Разумеется, Иван Дмитриевич ни за что не признался бы в этом вслух, но он искренне симпатизировал Наташе. Нет, в этом невинном чувстве не было ничего нечистого, оскорбительного для молодой женщины. Иван Дмитриевич был глубоко порядочным человеком, ему не пришло бы в голову похотливо поглядывать на сотрудницу, которая, как он однажды справедливо заметил, годилась по возрасту ему в дочери. Он просто-напросто испытывал удовольствие, видя изящную фигурку Наташи, ее свежее, милое личико, ясные глаза. Ивану Дмитриевичу нравился ее ровный нрав, в котором сочетались приветливость и сдержанность. Порой он вздыхал про себя: как жаль, что его старшему сыну Руслану не встретилась такая же замечательная девушка! Прекрасная мать, любящая и верная жена; судя по всему, и хозяйка хорошая... Нет, Руське досталась неопрятная, склочная бездельница, твердо решившая поссорить мужа с родителями и добившаяся своего. Эх!

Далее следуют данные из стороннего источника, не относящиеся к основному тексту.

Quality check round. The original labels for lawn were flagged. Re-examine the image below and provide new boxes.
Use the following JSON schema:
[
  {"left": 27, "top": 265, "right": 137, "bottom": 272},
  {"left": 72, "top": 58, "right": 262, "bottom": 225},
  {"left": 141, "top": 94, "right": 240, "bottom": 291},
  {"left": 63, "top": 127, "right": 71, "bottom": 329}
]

Из Ижевска Наташа вернулась с подбитым левым глазом. Какая там победа! Ее противница буквально делала с ней что хотела. Как было обидно – не из-за этой сильной, уверенной в себе женщины-кикбоксера, а из-за собственной слабости! С Наташей играли, точно кошка с мышонком... Один удар ногой футом – и разорванное веко, точно огнем, пронзила дикая боль. Обливаясь кровью, Наташа сказала себе: «Терпи, Сережа выносил и не такое ради нас».